N2SVCD EDR Parsing Process Group

This process group will:

  1. Read EDR files from a configured EDR directory. Note EDRs read from this directory are deleted as they are read in to NiFi. Backups of EDR files must be taken before being placed in the NiFi input directory unless the NiFi processing itself is altered to store out the processed file again.
  2. Convert each EDR in each file read. EDRs are converted in to JSON format for subsequent processing, with key fields (including the session ID and EDR event timestamp) extracted.
  3. Determine the relevant logical service each EDR belongs to. For some EDRs this is determined directly from the EDR itself. Other EDRs must be correlated with an initial EDR (e.g. an INITIALDP or SIP INVITE).

Subsequent actions (such as storing EDRs, summarising EDRs or generating errors or statistics) are performed by subsequent connected process groups.

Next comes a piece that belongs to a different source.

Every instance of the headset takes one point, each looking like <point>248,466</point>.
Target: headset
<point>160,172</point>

The output ports on this process group may differ, depending on the specific N-Squared products installed and how the service determination is configured.

Configuration

The following configuration is required for the N2SVCD EDR Parsing process group:

Parameter Default Value Purpose
N2SVCD_EDR_ERROR_DIR /opt/nifi/edr/error If an error occurs while reading an EDR file as a whole (before processing of individual EDRs could be done), the EDR file will be written back to this directory.
N2SVCD_EDR_INPUT_DIR /opt/nifi/edr/input The directory on the reporting server from where EDR files can be read. EDR files should be moved into this directory (rather than written) such that the move is an atomic filesystem operation.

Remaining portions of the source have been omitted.